Dziś wyjeżdżaliśmy dopiero o 10:00 spod hotelu – to wręcz luksus po 3 tygodniach wczesnego wstawania. Zaczęliśmy dzień od upragnionej przez niektórych, prawdziwej, czarnej mszy gospel. Trwała ona aż dwie godziny, ale nikt z nas nie oponował, by wyjść wcześniej. Właściwie z momentem, gdy usiedliśmy w wygodnych fotelach ogromnej sali, przypominającej bardziej aulę koncertową niż nawę kościelną, czas nam tak szybko upłynął, że z zaskoczeniem opuszczaliśmy salę poinformowani, że msza się kończy.

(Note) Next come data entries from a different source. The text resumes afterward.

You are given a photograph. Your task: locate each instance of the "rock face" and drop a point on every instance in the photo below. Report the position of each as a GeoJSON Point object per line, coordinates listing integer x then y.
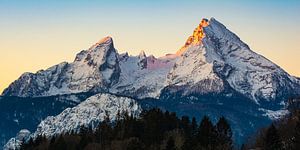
{"type": "Point", "coordinates": [212, 60]}
{"type": "Point", "coordinates": [221, 61]}
{"type": "Point", "coordinates": [95, 69]}
{"type": "Point", "coordinates": [88, 114]}
{"type": "Point", "coordinates": [214, 73]}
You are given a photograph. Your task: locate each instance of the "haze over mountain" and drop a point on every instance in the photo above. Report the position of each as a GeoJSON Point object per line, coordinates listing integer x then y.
{"type": "Point", "coordinates": [214, 73]}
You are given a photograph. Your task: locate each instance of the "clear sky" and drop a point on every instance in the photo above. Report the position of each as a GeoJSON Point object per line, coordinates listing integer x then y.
{"type": "Point", "coordinates": [36, 34]}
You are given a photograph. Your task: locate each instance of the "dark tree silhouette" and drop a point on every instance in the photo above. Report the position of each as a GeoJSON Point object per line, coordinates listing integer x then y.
{"type": "Point", "coordinates": [272, 139]}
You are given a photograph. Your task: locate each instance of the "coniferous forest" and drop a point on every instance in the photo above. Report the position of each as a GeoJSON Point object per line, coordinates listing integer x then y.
{"type": "Point", "coordinates": [153, 130]}
{"type": "Point", "coordinates": [159, 130]}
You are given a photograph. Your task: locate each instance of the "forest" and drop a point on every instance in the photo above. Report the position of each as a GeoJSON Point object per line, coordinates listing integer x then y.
{"type": "Point", "coordinates": [155, 129]}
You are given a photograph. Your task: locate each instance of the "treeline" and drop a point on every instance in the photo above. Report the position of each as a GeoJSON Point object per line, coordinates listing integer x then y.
{"type": "Point", "coordinates": [153, 130]}
{"type": "Point", "coordinates": [283, 134]}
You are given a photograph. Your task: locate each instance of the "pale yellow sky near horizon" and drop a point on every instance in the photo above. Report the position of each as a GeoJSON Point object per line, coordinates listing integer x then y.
{"type": "Point", "coordinates": [36, 35]}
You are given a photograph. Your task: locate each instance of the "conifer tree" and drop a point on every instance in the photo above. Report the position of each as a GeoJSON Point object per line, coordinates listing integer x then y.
{"type": "Point", "coordinates": [224, 134]}
{"type": "Point", "coordinates": [272, 139]}
{"type": "Point", "coordinates": [206, 134]}
{"type": "Point", "coordinates": [296, 142]}
{"type": "Point", "coordinates": [170, 144]}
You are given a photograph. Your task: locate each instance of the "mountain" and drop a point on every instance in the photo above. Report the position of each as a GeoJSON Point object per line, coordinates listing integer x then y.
{"type": "Point", "coordinates": [19, 113]}
{"type": "Point", "coordinates": [213, 60]}
{"type": "Point", "coordinates": [95, 69]}
{"type": "Point", "coordinates": [88, 114]}
{"type": "Point", "coordinates": [214, 74]}
{"type": "Point", "coordinates": [218, 60]}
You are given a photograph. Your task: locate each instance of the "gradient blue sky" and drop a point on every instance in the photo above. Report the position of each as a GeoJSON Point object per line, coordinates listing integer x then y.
{"type": "Point", "coordinates": [36, 34]}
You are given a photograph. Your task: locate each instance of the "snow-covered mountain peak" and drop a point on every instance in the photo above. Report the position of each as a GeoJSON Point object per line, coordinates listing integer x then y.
{"type": "Point", "coordinates": [105, 41]}
{"type": "Point", "coordinates": [196, 37]}
{"type": "Point", "coordinates": [217, 58]}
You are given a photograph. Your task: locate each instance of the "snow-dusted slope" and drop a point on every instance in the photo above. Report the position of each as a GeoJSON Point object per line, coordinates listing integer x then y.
{"type": "Point", "coordinates": [88, 113]}
{"type": "Point", "coordinates": [143, 76]}
{"type": "Point", "coordinates": [94, 69]}
{"type": "Point", "coordinates": [219, 57]}
{"type": "Point", "coordinates": [213, 60]}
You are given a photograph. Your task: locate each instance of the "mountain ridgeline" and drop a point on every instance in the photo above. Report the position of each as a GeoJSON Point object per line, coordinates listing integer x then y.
{"type": "Point", "coordinates": [213, 74]}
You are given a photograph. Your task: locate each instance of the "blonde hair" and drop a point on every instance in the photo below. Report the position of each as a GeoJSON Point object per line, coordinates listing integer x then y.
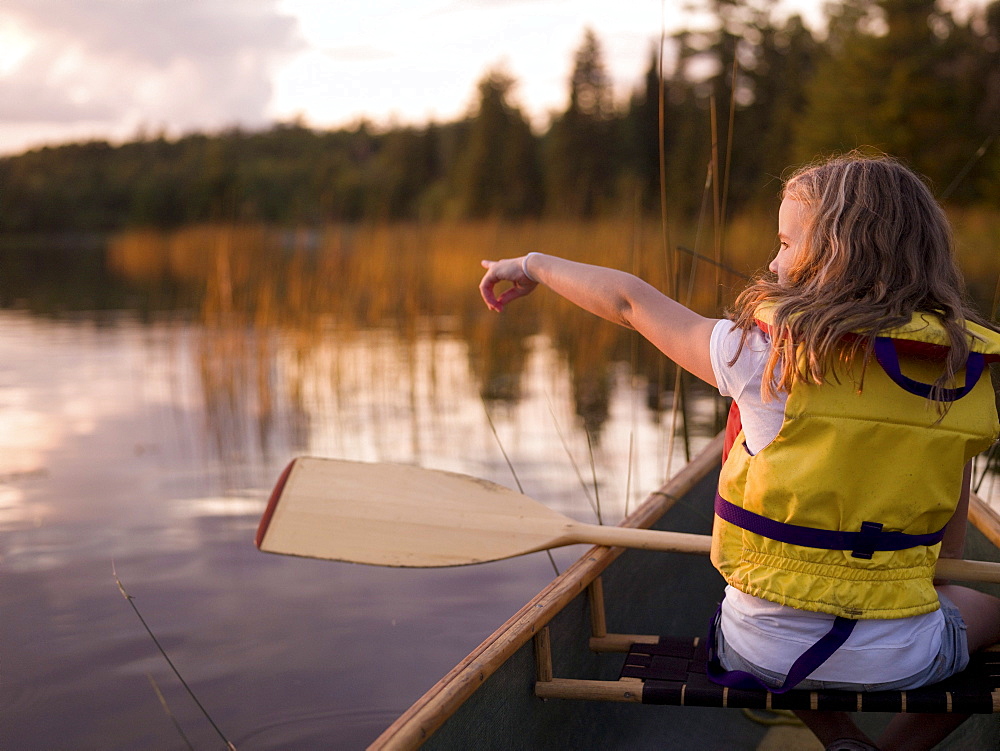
{"type": "Point", "coordinates": [876, 248]}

Miłym zaskoczeniem było wyczytanie nas podczas mszy jako polskiej grupy ESTA z kościoła katolickiego. Cała msza była transmitowana na żywo na jednym z kanałów telewizyjnych, a pastor dodawał jej tyle energii, że trudno było nie poczuć tej podniosłej atmosfery. Każdy wątek poświęcony Bogu jako marzeniu, był poprzedzany pieśniami gospel, śpiewanymi nie tylko przez kilkudziesięcioosobowy chór, ale również przez kilkuset kolorowo, uroczyście ubranych wiernych ( w 99% czarnoskórych). Wychodziliśmy z parafii przepełnieni wewnętrzną energią, zastanawiając się przy okazji ile osób podczas tzw. „ przekażmy sobie znak pokoju” powiedziało nam „I love you”, a ile z wdzięcznością podawało nam rękę mówiąc – „dziękuję, że tu przyszedłeś, niech Cię Bóg błogosławi” – przeżycie niezapomniane, marzenie niektórych spełnione.

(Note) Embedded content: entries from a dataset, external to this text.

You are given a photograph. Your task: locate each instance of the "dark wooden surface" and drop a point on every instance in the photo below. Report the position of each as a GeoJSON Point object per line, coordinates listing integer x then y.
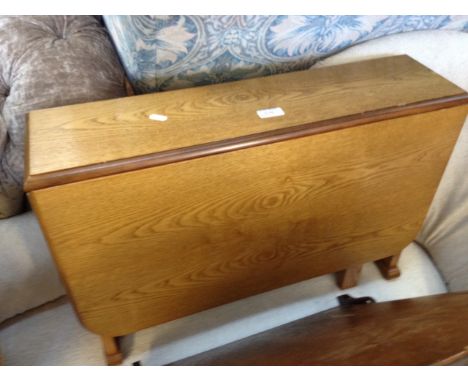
{"type": "Point", "coordinates": [423, 331]}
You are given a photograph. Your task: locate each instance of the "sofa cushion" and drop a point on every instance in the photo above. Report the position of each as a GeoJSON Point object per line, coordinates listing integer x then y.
{"type": "Point", "coordinates": [47, 61]}
{"type": "Point", "coordinates": [167, 52]}
{"type": "Point", "coordinates": [445, 231]}
{"type": "Point", "coordinates": [28, 277]}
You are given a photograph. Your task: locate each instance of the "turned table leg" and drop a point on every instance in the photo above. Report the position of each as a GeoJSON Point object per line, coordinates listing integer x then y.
{"type": "Point", "coordinates": [349, 277]}
{"type": "Point", "coordinates": [111, 350]}
{"type": "Point", "coordinates": [388, 267]}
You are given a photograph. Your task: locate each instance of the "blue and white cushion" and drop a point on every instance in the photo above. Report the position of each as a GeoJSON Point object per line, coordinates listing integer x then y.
{"type": "Point", "coordinates": [167, 52]}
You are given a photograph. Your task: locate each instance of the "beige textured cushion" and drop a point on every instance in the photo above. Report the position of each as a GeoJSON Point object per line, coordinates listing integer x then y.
{"type": "Point", "coordinates": [47, 61]}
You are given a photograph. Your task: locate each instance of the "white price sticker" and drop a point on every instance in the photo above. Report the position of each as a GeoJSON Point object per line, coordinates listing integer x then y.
{"type": "Point", "coordinates": [270, 113]}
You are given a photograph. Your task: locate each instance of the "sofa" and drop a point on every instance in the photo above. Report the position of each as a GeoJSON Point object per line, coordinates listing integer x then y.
{"type": "Point", "coordinates": [50, 61]}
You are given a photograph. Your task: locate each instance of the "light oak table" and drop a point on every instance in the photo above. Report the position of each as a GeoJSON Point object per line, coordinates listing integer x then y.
{"type": "Point", "coordinates": [159, 206]}
{"type": "Point", "coordinates": [413, 332]}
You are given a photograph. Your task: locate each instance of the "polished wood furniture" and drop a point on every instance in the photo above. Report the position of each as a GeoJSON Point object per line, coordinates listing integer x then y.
{"type": "Point", "coordinates": [421, 331]}
{"type": "Point", "coordinates": [162, 205]}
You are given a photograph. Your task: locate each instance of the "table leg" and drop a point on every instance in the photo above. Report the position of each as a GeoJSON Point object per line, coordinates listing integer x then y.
{"type": "Point", "coordinates": [349, 277]}
{"type": "Point", "coordinates": [112, 350]}
{"type": "Point", "coordinates": [388, 267]}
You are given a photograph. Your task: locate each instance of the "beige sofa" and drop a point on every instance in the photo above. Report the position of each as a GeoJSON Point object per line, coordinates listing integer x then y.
{"type": "Point", "coordinates": [51, 335]}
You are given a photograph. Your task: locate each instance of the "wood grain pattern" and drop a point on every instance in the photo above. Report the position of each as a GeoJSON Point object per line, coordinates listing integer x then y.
{"type": "Point", "coordinates": [422, 331]}
{"type": "Point", "coordinates": [76, 174]}
{"type": "Point", "coordinates": [111, 350]}
{"type": "Point", "coordinates": [149, 246]}
{"type": "Point", "coordinates": [72, 136]}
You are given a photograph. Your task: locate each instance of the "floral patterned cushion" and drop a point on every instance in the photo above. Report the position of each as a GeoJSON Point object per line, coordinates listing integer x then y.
{"type": "Point", "coordinates": [167, 52]}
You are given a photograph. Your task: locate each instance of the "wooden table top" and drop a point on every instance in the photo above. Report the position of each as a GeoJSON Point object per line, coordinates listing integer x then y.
{"type": "Point", "coordinates": [89, 140]}
{"type": "Point", "coordinates": [421, 331]}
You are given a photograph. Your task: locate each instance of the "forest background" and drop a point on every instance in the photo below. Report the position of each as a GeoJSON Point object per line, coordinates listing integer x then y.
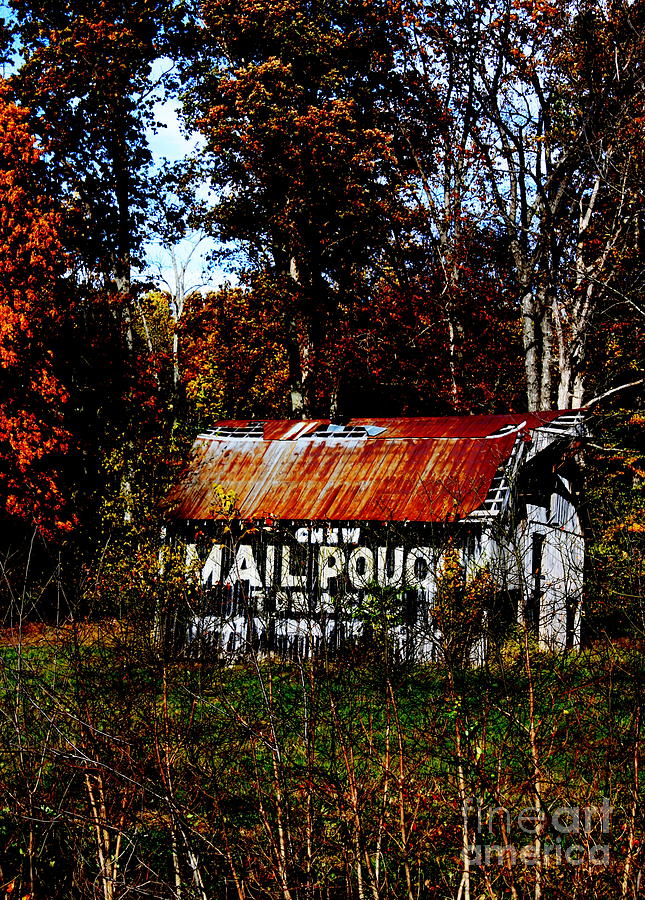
{"type": "Point", "coordinates": [418, 208]}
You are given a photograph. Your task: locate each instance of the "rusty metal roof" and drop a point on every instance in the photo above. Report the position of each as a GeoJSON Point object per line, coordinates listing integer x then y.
{"type": "Point", "coordinates": [378, 470]}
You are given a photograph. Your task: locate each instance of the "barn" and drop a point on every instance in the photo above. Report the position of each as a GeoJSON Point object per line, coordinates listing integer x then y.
{"type": "Point", "coordinates": [305, 537]}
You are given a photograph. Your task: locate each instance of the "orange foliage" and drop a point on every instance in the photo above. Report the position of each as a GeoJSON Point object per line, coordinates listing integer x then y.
{"type": "Point", "coordinates": [32, 436]}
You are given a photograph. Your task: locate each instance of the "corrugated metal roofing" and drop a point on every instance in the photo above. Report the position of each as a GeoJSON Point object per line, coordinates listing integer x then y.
{"type": "Point", "coordinates": [419, 470]}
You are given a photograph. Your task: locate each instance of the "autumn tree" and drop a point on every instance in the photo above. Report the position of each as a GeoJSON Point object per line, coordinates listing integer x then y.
{"type": "Point", "coordinates": [295, 105]}
{"type": "Point", "coordinates": [87, 78]}
{"type": "Point", "coordinates": [540, 103]}
{"type": "Point", "coordinates": [33, 434]}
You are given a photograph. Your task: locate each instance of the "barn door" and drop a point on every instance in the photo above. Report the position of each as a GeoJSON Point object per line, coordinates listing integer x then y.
{"type": "Point", "coordinates": [534, 586]}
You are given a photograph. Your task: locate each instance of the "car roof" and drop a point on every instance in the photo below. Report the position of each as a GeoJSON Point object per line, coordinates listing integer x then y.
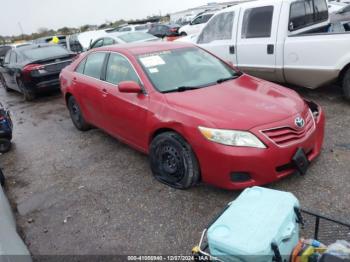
{"type": "Point", "coordinates": [144, 48]}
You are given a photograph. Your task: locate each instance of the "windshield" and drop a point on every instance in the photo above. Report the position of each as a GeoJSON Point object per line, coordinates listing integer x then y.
{"type": "Point", "coordinates": [45, 52]}
{"type": "Point", "coordinates": [134, 37]}
{"type": "Point", "coordinates": [186, 67]}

Nasz czas dziś był ograniczony, więc z wszystkich życzeń jakie chcieliśmy spełnić udało nam się zrealizować jeszcze tylko jedno – zakupy w Outlecie, o których część grupy zaczęła rozmawiać już na początku wyjazdu. Pojechaliśmy więc do jednego z wielu okolicznych centrów handlowych, gdzie spędziliśmy ostatnie dwie godziny naszego dnia. Tam również pożegnaliśmy się z Zosią i Zbigniewem, którzy wylatywali ze Stanów wcześniej niż my.

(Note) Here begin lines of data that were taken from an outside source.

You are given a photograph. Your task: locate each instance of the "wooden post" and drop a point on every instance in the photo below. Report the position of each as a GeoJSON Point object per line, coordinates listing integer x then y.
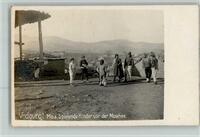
{"type": "Point", "coordinates": [20, 41]}
{"type": "Point", "coordinates": [40, 39]}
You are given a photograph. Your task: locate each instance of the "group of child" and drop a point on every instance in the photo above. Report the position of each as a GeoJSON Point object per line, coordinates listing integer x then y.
{"type": "Point", "coordinates": [149, 62]}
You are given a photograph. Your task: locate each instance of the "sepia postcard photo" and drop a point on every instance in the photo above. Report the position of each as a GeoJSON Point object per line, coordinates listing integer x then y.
{"type": "Point", "coordinates": [75, 64]}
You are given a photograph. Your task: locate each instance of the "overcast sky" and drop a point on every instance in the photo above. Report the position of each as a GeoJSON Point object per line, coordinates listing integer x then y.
{"type": "Point", "coordinates": [97, 25]}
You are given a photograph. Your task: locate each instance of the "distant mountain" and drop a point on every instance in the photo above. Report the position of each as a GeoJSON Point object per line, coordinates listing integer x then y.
{"type": "Point", "coordinates": [113, 46]}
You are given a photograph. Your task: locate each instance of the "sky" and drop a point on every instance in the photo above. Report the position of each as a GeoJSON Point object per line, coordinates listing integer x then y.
{"type": "Point", "coordinates": [90, 25]}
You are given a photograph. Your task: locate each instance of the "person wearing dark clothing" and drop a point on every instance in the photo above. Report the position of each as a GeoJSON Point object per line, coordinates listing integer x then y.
{"type": "Point", "coordinates": [146, 63]}
{"type": "Point", "coordinates": [84, 68]}
{"type": "Point", "coordinates": [117, 68]}
{"type": "Point", "coordinates": [128, 66]}
{"type": "Point", "coordinates": [154, 66]}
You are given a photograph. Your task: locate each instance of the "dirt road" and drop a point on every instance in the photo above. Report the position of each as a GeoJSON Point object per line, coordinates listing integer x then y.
{"type": "Point", "coordinates": [57, 100]}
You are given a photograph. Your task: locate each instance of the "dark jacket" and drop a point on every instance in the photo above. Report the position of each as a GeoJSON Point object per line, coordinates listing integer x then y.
{"type": "Point", "coordinates": [83, 64]}
{"type": "Point", "coordinates": [146, 62]}
{"type": "Point", "coordinates": [129, 61]}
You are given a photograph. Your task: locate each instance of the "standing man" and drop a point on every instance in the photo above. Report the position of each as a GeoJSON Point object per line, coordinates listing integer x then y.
{"type": "Point", "coordinates": [84, 68]}
{"type": "Point", "coordinates": [117, 68]}
{"type": "Point", "coordinates": [154, 67]}
{"type": "Point", "coordinates": [146, 63]}
{"type": "Point", "coordinates": [128, 66]}
{"type": "Point", "coordinates": [72, 71]}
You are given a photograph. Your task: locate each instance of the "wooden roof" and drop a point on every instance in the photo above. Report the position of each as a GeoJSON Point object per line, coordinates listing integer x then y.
{"type": "Point", "coordinates": [29, 16]}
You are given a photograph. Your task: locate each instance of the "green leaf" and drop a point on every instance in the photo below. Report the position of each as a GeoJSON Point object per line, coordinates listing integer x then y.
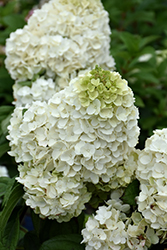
{"type": "Point", "coordinates": [146, 40]}
{"type": "Point", "coordinates": [64, 242]}
{"type": "Point", "coordinates": [130, 41]}
{"type": "Point", "coordinates": [139, 102]}
{"type": "Point", "coordinates": [10, 236]}
{"type": "Point", "coordinates": [15, 194]}
{"type": "Point", "coordinates": [4, 183]}
{"type": "Point", "coordinates": [131, 192]}
{"type": "Point", "coordinates": [31, 241]}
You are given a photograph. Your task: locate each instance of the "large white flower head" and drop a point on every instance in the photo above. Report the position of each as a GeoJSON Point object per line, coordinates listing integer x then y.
{"type": "Point", "coordinates": [62, 37]}
{"type": "Point", "coordinates": [50, 194]}
{"type": "Point", "coordinates": [152, 174]}
{"type": "Point", "coordinates": [39, 90]}
{"type": "Point", "coordinates": [89, 127]}
{"type": "Point", "coordinates": [110, 229]}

Nadszedł czas na powrót do hotelu, szybki prysznic i przejazd na lotnisko. Przepełnieni niezliczoną ilością wrażeń z wyprawy, mniej lub bardziej zmęczeni, stęsknieni za bliskimi, udaliśmy się na lotnisko, żegnając serdecznie niemniej zmęczonego długą trasą Charliego ( kierowcę). Niektórzy mieli nadzieję na zrobienie ostatnich zakupów w strefie bezcłowej – ta jednak okazała się być bardzo skromna. Pozostało nam więc czekać na samolot i ruszyć w drogę powrotną do Europy.
Jak na wyjazd pełen przygód przystało, we Francji nasz samolot miał opóźnienie, przez co mieliśmy marne szanse, by zdążyć na lot z Warszawy do Poznania. Nie dodałam jednak, że nasza grupa zawsze jakoś wychodzi z opresji – i tym razem się udało . Wybiegliśmy z samolotu, w kilka minut załatwiliśmy karty pokładowe i już czekaliśmy na odprawę przed bramką- udało się!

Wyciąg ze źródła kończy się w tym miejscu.